Mini-roundabouts on Tyndall Street are expected to reduce vehicle speeds. Originally two mini traffic circles were recommended to calm the traffic on Tyndall in the Parkdale Area Transportation Study (1997). A mini-roundabout treats major and minor feeder streets the same. It will be easier for minor streets to enter Tyndall Street during peak hours.

The planners provided us with photos of a "mini-roundabout" in Burlington ON, the only other city in the province to have them currently. If employed as part of the Tyndall plan, they would be the first use in Ottawa. Right click and open any of these in a new tab to view them full size. Detailed plans for the Hinton and Hamilton roundabouts are here and here.

Burlington roundaboutBurlington roundaboutBurlington roundaboutBurlington roundaboutBurlington roundabout

Probability of fatality in collisionsThe mini-roundabouts, according to planners, may or may not assist with cycling safety. However, they will likely slow traffic on Tyndall with safety benefits. Planners tell the HCA that 85% of traffic (the metric to which planners pay the most attention) traveled at 48 km/h or lower in 2012. In 2006, this was slightly higher: 50 km/h (view the 2012 speed study here).

According to studies, collisions with pedestrians at 50 km/h is likely to result in a fatal injury around 85% of the time. This probability decreases to around 10% at 30 km/h (right click and view the image in a new tab for more info). It is expected that traffic on Tyndall will be reduced to 25 km/h around the roundabouts, with higher speeds in between.

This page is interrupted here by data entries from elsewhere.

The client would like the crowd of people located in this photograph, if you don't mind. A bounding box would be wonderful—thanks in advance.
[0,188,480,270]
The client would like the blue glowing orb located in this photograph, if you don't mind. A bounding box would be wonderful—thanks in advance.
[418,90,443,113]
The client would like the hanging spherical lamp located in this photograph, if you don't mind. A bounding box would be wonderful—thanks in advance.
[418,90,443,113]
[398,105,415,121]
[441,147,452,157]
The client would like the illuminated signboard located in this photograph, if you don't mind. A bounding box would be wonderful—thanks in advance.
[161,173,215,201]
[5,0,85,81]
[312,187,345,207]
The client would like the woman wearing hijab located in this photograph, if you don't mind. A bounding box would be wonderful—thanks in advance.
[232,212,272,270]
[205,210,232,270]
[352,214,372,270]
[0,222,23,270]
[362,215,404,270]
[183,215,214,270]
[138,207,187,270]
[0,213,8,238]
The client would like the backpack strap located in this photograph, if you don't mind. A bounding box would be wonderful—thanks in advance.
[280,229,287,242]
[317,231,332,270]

In our preliminary conversations with planners, it's becoming clear that the mini-roundabouts are primarily a traffic-calming measure, rather than a cycling measure. This may or may not be a reason to recommend either for its implementation or not. It could be considered a "nice-to-have" or even important to have if traffic speed on Tyndall is a concern. There is budget attached to the proposal and it has pre-approval as part of the 1997 transportation study. However, residents may also wish to consider whether the expense and inconvenience to pedestrians resulting from the re-alignment offset the benefits. 

The HCA is arranging a small, informal meeting with planners so that residents can ask further questions, including about the experience of mini-roundabouts in Burlington. The date and time of that meeting will be announced soon.